When Mudryk was unveiled at Stamford Bridge, he did so wrapped in a flag of Ukraine. The player was born and raised in the city of Krasnohrad, close to Kharkiv, one of the most brutally hit areas of the country. “Since the the beginning of the full-scale war, my city has been bombarded with missiles day and night,” Mudryk said, speaking in a powerful video of 13 Ukrainian players talking about the impact of the war on their hometowns, released by the Ukrainian Football Association before the European Championship in the summer of 2024.
He is a more reserved figure than his Ukrainian compatriot Oleksandr Zinchenko, who has been at the forefront of media initiatives to promote solidarity with Ukraine. He appears to be a devoutly religious figure, a follower of the orthodox Christian faith, who carries religious icons with him to games. On his chest, he has a tattoo that reads: “Dear god — if today I lose my hope, please remind me that your plans are better than my dreams”.
For his national team, the speaking has more often been done on the field, most notably when he scored the winner in a victory over Iceland to take his country to Euro 2024. Ukraine exited that tournament at the group stage and Mudryk did not score, although his nation went out only on goal difference with all four teams in Group E tied on four points after three games.
For club and country, he is yet to fulfil his potential. He has scored only five goals and recorded four assists in 53 Premier League appearances for Chelsea.
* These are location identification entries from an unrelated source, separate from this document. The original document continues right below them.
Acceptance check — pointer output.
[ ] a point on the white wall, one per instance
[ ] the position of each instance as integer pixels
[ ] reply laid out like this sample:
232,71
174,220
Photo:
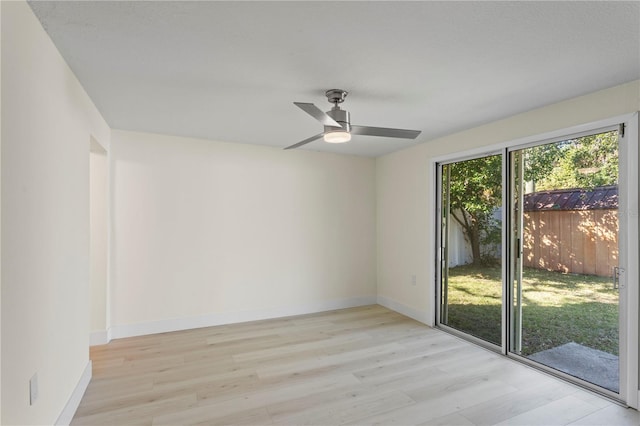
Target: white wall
207,232
47,123
406,185
98,171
This week’s sample revelation cast doubt on his ability to play at all, meldonium being a drug that previously saw the tennis star Maria Sharapova barred from competing.
GO DEEPER
Explaining Mudryk’s drugs ban: What is meldonium – and possible punishments
The adverse test was reported during a routine urine test, according to a Chelsea statement. The club added that Mudryk “has confirmed categorically that he has never knowingly used any banned substances”.
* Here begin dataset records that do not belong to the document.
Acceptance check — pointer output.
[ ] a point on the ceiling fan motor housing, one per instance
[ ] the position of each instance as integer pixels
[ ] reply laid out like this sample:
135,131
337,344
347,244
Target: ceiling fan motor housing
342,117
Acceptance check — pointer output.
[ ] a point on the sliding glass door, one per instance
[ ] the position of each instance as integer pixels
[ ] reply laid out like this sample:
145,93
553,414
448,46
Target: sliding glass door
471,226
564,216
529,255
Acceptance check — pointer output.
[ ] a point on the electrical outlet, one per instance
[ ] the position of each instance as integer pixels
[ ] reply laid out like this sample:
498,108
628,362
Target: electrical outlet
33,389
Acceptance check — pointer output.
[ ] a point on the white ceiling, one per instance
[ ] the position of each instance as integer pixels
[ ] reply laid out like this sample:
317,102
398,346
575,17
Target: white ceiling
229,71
Writing on Instagram, Mudryk said the result “has come as a complete shock as I have never knowingly used any banned substances or broken any rules”.
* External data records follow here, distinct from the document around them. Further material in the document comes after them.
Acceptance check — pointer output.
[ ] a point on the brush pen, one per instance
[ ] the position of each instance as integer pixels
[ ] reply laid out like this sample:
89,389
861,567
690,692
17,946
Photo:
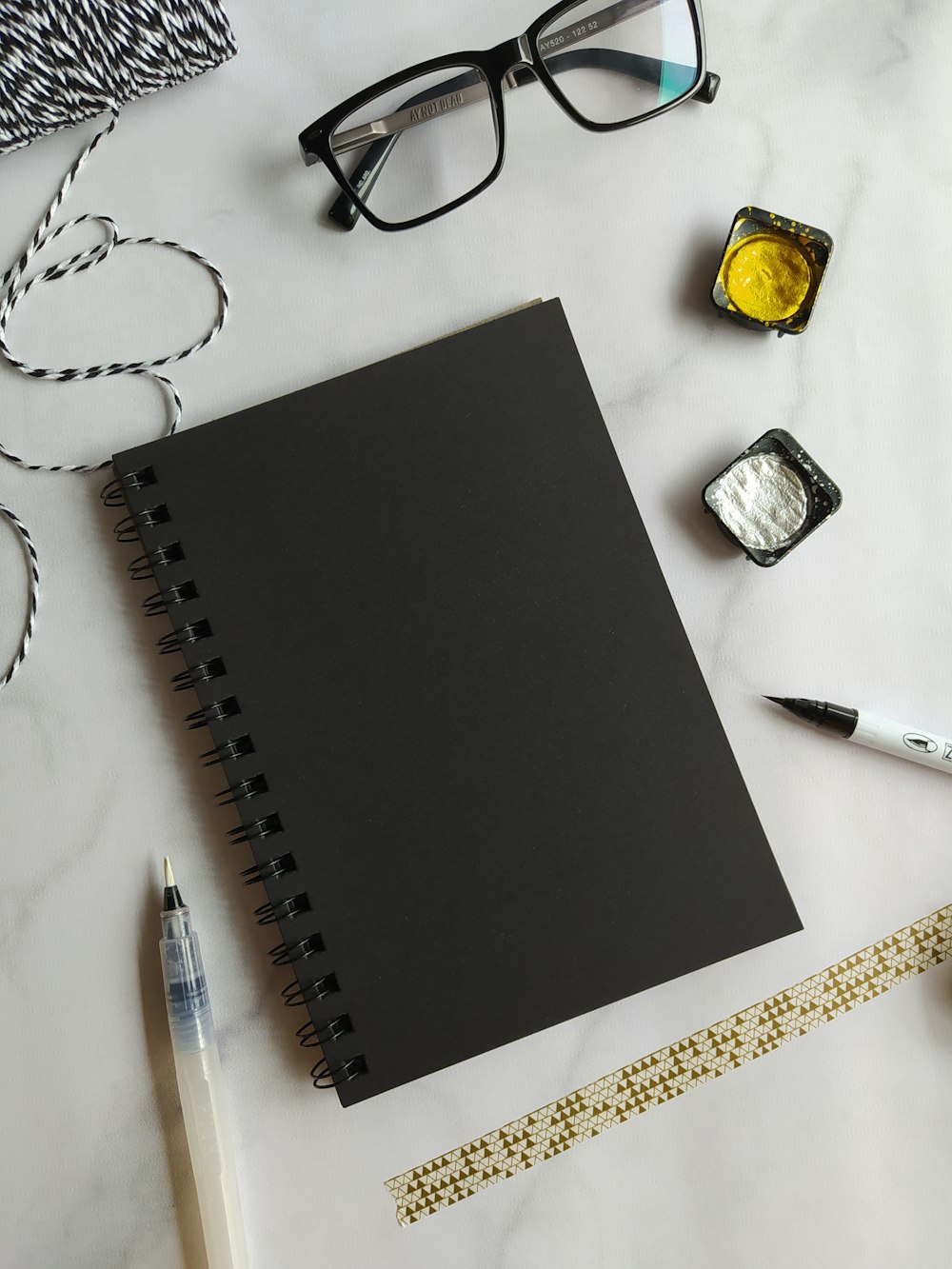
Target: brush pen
866,728
201,1085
He added: “I am working closely with my team to investigate how this could have happened.
“I know that I have not done anything wrong and remain hopeful that I will be back on the pitch soon. I cannot say any more now due to the confidentiality of the process, but I will as soon as I can.”
The English Football Association’s (FA) anti-doping regulations state that any breaches will be dealt with as strict liability violations. For example, a player will be found guilty of a violation if a prohibited substance is found in that player’s body. It is not necessary to demonstrate intent. A player’s alleged lack of intent or knowledge is not a valid defence to a charge.
A violation of the FA’s anti-doping regulations carries a maximum penalty of a four-year suspension, although mitigating factors can reduce that from anywhere from two years to just a month. The B sample will be key.
As Mudryk’s career hangs in the balance, the Ukrainian football establishment appears to be rallying behind him. Multiple sources in Ukraine, who remain anonymous because they did not have permission to speak, have indicated to The Athletic that the player suspects he may have been sabotaged while he was away with his country’s national team this season — a claim we have seen no evidence to support — but which is being taken seriously in his own country.
On Instagram, the Shakhtar midfielder Sudakov posted a message of support, urging his friend to “stay strong”.
The Shakhtar CEO Palkin, meanwhile, wrote that Mudryk is a “high-profile professional athlete”, adding that he has complete trust that the player “did not use any banned substance”.
Palkin said: “I am confident that he will prove his innocence.” Time will tell whether their faith is warranted.